在家庭角力之外,第七話同時還藉著梨花的嘗試割腕以及在面對奇蛋殺手時差點自我放棄來凸顯出她的自我厭惡。而劇情前段則給出了提示。在梨花與其他人吵架而先離開後,他對追上來的愛是如此解釋自己發怒的理由的: 「我現在也討厭媽媽,最近總覺得自己有一天也會變成那樣。」(動畫第七話8:49-8:57) 這段話所透露的訊息是梨花在害怕自己有一天也會變成像媽媽那樣,而筆者認為這是可以合理解釋她以嘗試割腕所表現之對身體的厭惡的線索。她在只有自己一個人的房間裡怒斥討厭與去死未必是真的在罵特定的對象,更可能的是在希望自己去死。而在面對邪教教主化身的奇蛋殺手時,她也有在遭催眠的一刻提到自己也渴望救贖。實際上究竟是甚麼救贖從來沒被提過,因此她講的這句話便可用以合理的推斷。簡而言之,她厭惡的應當是這個「可能會變成母親」的身體,因為與母親的相同性別讓她感受到自己或無法逃離變得跟媽媽一樣的宿命。而所渴求的救贖應當是指能夠永遠不變成那樣的機會,最快的方法就是死亡。梨花的母親主要是針對自己的遭遇與漸漸成長的年歲抱怨,而梨花從她的這些行為中產生了厭惡感,進而厭惡起自己的身體,這就是一種厭女的機制: 「女兒的厭女症來自母親。女兒發覺母親討厭自己的女性身分時,也會開始對自我感到厭惡,而在目睹母親的不滿和不如意後,對母親的輕蔑便油然而生。」(《厭女-日本的女性嫌惡》P150) 確實,梨花的母親鎮日裡對自己的命運感到悲嘆。從針對年齡與被拋棄這兩件事來看又可知,她主要是在哀嘆自己「女性」的命運,也就是說她討厭自己的女性身分。在發現母親的悲嘆後,梨花確也開始厭惡自己。一方面她害怕自己變成像母親那樣,一方面她又對母親嗤之以鼻。這一連串因果關係在作者未明確定義下,用厭女的邏輯是解的通的。而在第七話的最後也看到了梨花的成長。就像一般的熱血少年動畫一樣,夥伴的呼喚與寵物的獻身讓她在臨死關頭從催眠中覺醒,而從她的意識回顧來看,她似乎跟母親朝和解走近了一步: 「對哦,已經銘印了…把我當成媽媽了…你必須..保護媽媽。好危險,差點就變成自私的爛母親了。」(動畫第七話17:32-18:00) 從這段話中可看出的是,梨花還沒原諒她的母親,但她有從自己的寵物保護自己的行為中體會到自己其實有著保護母親的任務,因此她在第七話的最後有表明自己會暫時陪在母親身邊的態度。的確,這是和解的第一步,但這並不代表厭女的退場。相反的,梨花的話語展示了一種更幽微的厭女邏輯。

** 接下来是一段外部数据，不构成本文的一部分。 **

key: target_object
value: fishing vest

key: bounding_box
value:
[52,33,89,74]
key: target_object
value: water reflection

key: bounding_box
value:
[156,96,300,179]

而要將這部分爬梳出來則必須從梨花的家庭關係進行推論與分析。從梨花與母親的描述中可得知她的母親應該是離過五次婚的狀態,因此母親也不知道哪個才是梨花的生父。而她的母親為何會在婚姻上失敗的原因實際上有著一體兩面的解釋,亦即父權社會下擇偶的標準: 「從男人的角度來看,男人娶這種女人的原因正是因為她們既「愚蠢」又「無趣」。男人只要娶了這種老婆,便可以藉由不斷嘲笑她們來持續確保自己的優勢地位。男人想要擁有一個「可以嘲笑」的女人原因在於,他們可以藉此確立自我認同。」(《厭女-日本的女性嫌惡》P167) 從上文可得知的訊息是,男人傾向選擇知識或財力比他們低的女人結婚是有原因的,因為他們要藉此感受相對的優越感。從那五張可能是生父的照片來看,媽媽交往的對象中有三個是有高社經地位的,而剩下兩個推測應有能炫富的資本。這些要素再加上父權社會賦予男人的自然優越地位,出身與背景推測為酒家女的梨花母親是無法跟他們站在平等地位上的。而這些男人便可從自己相對高於她的地位中感到優越感。然而,這份優越感是建立在對女性的蔑視上的,以下為其定義: 「對於某種事物缺乏尊敬與敬畏。」(Merriam-Webster) 而對於女性缺乏尊敬的態度實際上就是一種厭惡的體現。尊敬是每個個體都該享有的基本對待,對他人不尊敬甚至是拒絕表現出尊敬就是認為對方比自己日常遭遇的所有他者糟糕而不值得自己的平等對待,也就是厭惡。現已得知男人選擇女性的標準是出於對她們的厭惡,而長期依賴著這種蔑視的厭惡感來維持自我認同的男人最後也會達成一種「自證預言」式的結果,以下為其定義: 「自證預言是一種某人預測或期待某事,而這個預測或期待成真僅因為人相信它會的社會心理學現象。人作為結果的行為會與之一致來達成這個「相信」。這告訴了我們人們的信念會影響他們的行動。」(英文維基百科 條目:自證預言) 從上述的資料中可看出的訊息是人類會被自己的「預設」影響自己的行動,這個預設就是上文提及的信念。而以本作的脈絡來看,這些男人們與梨花母親離婚的行為便可說是一種自證預言的應驗。他們首先是帶著提升自我認同的前提去娶這些女人,而提升自我認同又是靠著蔑視女性來進行的。他們沒有體認到的事實在於,蔑視也是一種厭惡。當然,這些女人絕非是他們所蔑視的那樣。但帶著她們比自己低等與可憎想法的男人在最後只會得出自己的妻子令人厭惡的答案,因為他們的視角已經設定好了,所做所為只會是將妻子當成一個令人厭惡的女人來對待的模式,最後妻子只會因為疏遠而愈發符合男性所預設的「厭惡」形象,這就是一種自證預言。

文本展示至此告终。